Now what we will do is list all the words that contain the character "A", to identify a keyword with this capital letter, since AntConc offers us the possibility of distinguishing lowercase and uppercase letters, this being very useful to identify proper names or acronyms in list form. For this we place the first tab called «Concordance» on the right side of «Corpus Files», uncheck the «Words» box to mark the «Case» box, both in the lower right side of «Search Term», we write in the field Search below the letter A and click on the purple rectangle that says "Start":

And it will list the results of the following. shape:

As we can see, some characters written with accents appear similar to the word "Autónoma" instead of "Autónoma". This is because we must tell AntConc the appropriate coding language for our language, since AntConc does not detect that we are using Spanish by default. For this we open the tab «Globlal Settings» at the top next to «File», we go to the last option «Language Encoding Settings» on the right side we click on «Edit» we select the first option «Standard Encodings »We click on it, select the third option from the list that appears on the right" Unicode (utf8) "and click on the" Apply "box in the lower right part of the window:

After applying the changes, click again on the purple rectangle of «Start» and the accented characters will now appear legibly:

Now we are reviewing the words with the letter A highlighted in blue for easy identification and based on our considerations, we are selecting those that we want to include in the thematic index, for example "Computer illiteracy" in row number 17 being the most common word immediate found to be the first to be referred to in our thematic index from the content of the text of «Collaborative construction of knowledge».
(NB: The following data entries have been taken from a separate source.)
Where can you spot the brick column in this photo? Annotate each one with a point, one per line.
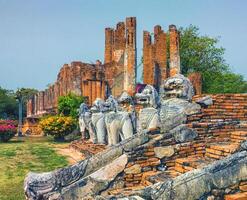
(130, 54)
(109, 41)
(147, 59)
(154, 57)
(196, 80)
(174, 51)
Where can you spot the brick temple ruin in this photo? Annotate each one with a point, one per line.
(200, 153)
(118, 73)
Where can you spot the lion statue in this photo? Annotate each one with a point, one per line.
(85, 122)
(176, 94)
(98, 121)
(118, 123)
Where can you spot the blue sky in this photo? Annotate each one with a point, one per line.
(38, 37)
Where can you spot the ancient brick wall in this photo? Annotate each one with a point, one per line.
(120, 57)
(221, 128)
(196, 80)
(71, 79)
(174, 51)
(154, 57)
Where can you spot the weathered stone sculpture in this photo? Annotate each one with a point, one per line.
(176, 94)
(149, 115)
(126, 103)
(85, 122)
(118, 123)
(98, 121)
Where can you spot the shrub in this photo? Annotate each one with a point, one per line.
(8, 129)
(68, 105)
(57, 126)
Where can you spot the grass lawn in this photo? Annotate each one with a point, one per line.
(19, 156)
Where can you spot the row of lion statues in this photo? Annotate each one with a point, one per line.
(117, 119)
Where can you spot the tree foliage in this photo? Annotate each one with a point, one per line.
(8, 104)
(68, 105)
(202, 54)
(23, 94)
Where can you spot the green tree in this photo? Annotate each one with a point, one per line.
(8, 104)
(68, 105)
(203, 54)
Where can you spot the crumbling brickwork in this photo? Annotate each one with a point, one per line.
(154, 57)
(118, 73)
(196, 80)
(155, 68)
(78, 78)
(120, 57)
(174, 51)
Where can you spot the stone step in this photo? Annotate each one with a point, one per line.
(183, 165)
(237, 196)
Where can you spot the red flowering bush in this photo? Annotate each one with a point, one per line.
(8, 130)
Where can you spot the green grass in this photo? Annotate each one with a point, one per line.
(18, 157)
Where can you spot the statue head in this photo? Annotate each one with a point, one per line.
(148, 97)
(177, 86)
(125, 98)
(83, 108)
(111, 104)
(98, 105)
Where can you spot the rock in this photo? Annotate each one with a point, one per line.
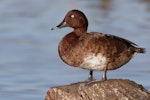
(113, 89)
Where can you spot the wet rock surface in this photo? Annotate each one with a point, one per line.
(113, 89)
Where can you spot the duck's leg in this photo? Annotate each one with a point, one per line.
(90, 78)
(104, 77)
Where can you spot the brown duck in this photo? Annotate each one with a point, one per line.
(94, 50)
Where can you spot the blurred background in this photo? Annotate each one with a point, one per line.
(29, 61)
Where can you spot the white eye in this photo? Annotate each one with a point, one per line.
(72, 16)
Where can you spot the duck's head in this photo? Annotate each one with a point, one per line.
(75, 19)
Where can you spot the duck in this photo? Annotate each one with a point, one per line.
(93, 51)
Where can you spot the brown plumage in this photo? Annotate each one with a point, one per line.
(93, 51)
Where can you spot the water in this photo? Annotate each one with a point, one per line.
(29, 62)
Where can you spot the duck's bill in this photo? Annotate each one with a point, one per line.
(61, 25)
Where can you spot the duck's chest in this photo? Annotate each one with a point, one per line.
(71, 49)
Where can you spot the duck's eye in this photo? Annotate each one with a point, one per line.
(72, 16)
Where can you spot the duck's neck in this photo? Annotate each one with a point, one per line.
(80, 31)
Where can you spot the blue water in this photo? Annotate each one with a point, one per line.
(29, 61)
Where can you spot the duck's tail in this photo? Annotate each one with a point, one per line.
(140, 50)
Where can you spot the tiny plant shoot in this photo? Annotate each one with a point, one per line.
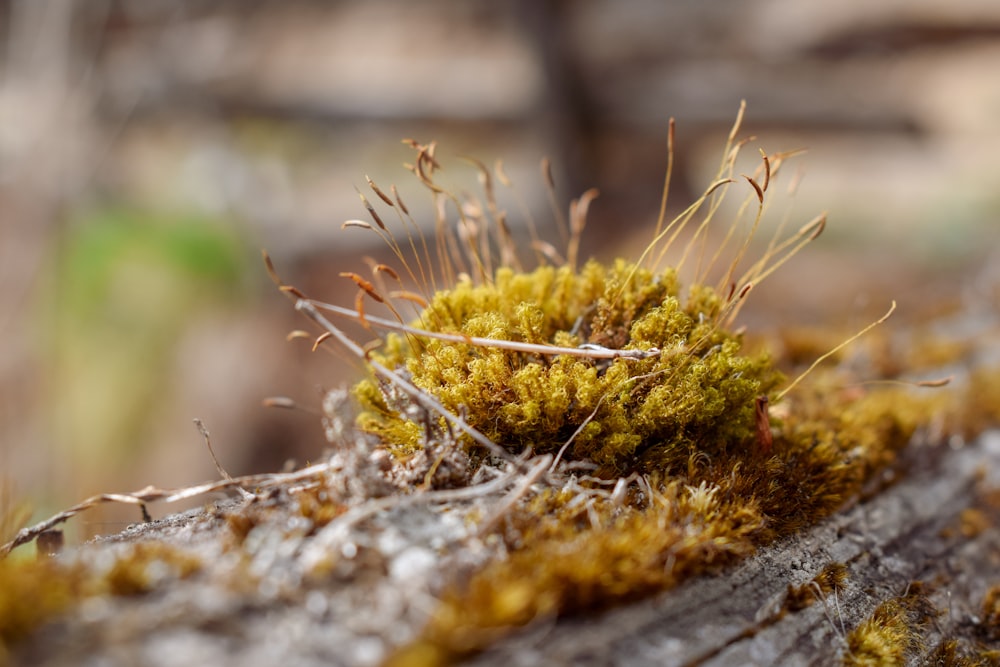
(652, 442)
(600, 431)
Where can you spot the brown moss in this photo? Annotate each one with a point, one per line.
(33, 592)
(892, 633)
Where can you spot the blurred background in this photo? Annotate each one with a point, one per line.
(150, 148)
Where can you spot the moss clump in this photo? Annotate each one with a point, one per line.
(627, 414)
(32, 593)
(892, 633)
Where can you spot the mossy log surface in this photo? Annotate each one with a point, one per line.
(261, 609)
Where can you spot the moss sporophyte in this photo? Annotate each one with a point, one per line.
(603, 431)
(654, 443)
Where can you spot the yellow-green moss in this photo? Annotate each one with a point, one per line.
(32, 593)
(892, 633)
(627, 415)
(36, 592)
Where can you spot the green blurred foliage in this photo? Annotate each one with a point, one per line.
(126, 286)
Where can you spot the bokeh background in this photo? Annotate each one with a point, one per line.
(150, 148)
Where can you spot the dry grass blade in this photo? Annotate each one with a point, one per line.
(152, 494)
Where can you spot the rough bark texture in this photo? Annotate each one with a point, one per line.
(909, 532)
(269, 610)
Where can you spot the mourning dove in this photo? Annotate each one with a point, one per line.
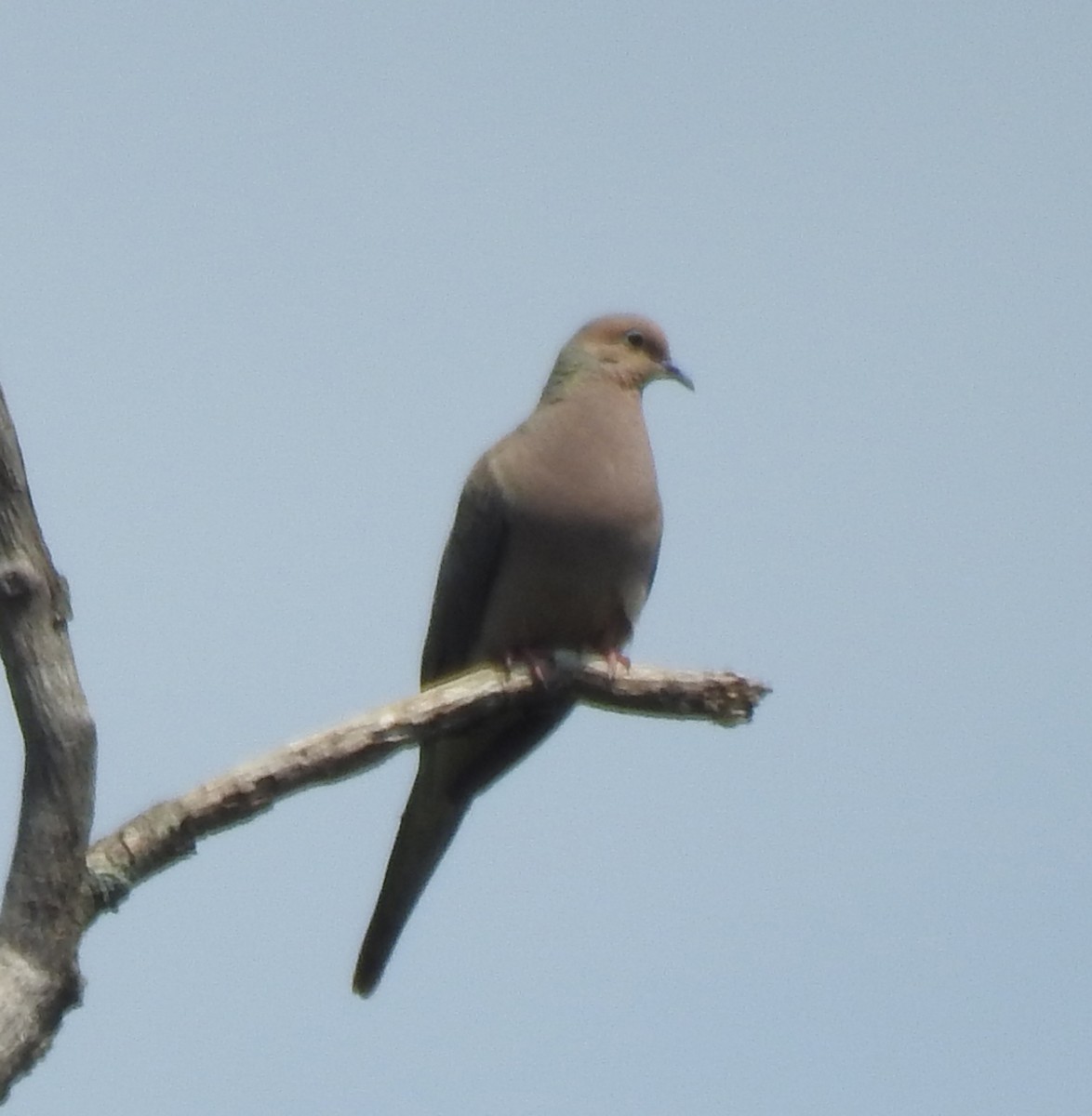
(554, 545)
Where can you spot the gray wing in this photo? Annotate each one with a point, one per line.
(467, 575)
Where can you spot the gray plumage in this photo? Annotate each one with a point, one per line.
(554, 545)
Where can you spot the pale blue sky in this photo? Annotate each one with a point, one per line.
(272, 276)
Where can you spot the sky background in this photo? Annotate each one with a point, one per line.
(273, 276)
We return to the pdf document «Collaborative construction of knowledge» to find in which pages «Computer illiteracy» appears by typing «ctrl + f», writing the word «Illiteracy» in the search field and pressing «enter» at the end and the number of times that is necessary to locate the searched word on all pages. We open a new document in LibreOffice Writer to create our subject index or if we are working on the content of a document that is originally in .odt, we open that document with LibreOffice and we will only create and edit its subject index on any page:

If we also want to identify with AntConc in which sentences "Computer illiteracy" appears in all the content of the document "Construccion_colaborativa_del_conocimiento.txt", we write "Computer illiteracy" in the search field, uncheck "Case", mark "Words" and click it to "Start":

If we click on any of the rows highlighted to «Computer illiteracy» with blue color, for example in row 4, in the «File View» tab it will show us the fragment of the text where this selection appears highlighted with black from background:

In this way, AntConc is very useful to us when we have written a book, essay or summary and we did not make a thematic index in parallel or to systematically analyze the main ideas of a work to facilitate its reading.


Leave a Comment

Your email address will not be published. Required fields are marked with *

*

*

  1. Responsible for the data: Miguel Ángel Gatón
  2. Purpose of the data: Control SPAM, comment management.
  3. Legitimation: Your consent
  4. Communication of the data: The data will not be communicated to third parties except by legal obligation.
  5. Data storage: Database hosted by Occentus Networks (EU)
  6. Rights: At any time you can limit, recover and delete your information.

  1.   RAW-Basic said

    Very interesting tool .. ..I didn't know about it .. and it is very useful to me ..

    Thank you ..

  2.   Cristianhcd said

    very good article, interesting

  3.   Old man said

    Thank you very much for sharing

  4.   How to Install Linux said

    Great contribution, very useful. Knowing that you can have these types of tools in Linux always makes a difference. Regards.

  5.   Phytoschido said

    Excellent entry. I like that they publish this type of content!

  6.   jathan said

    Hello everyone. Thanks for your comments and an apology for being able to comment so far. I hope that those who have implemented the tutoring have not had any problems.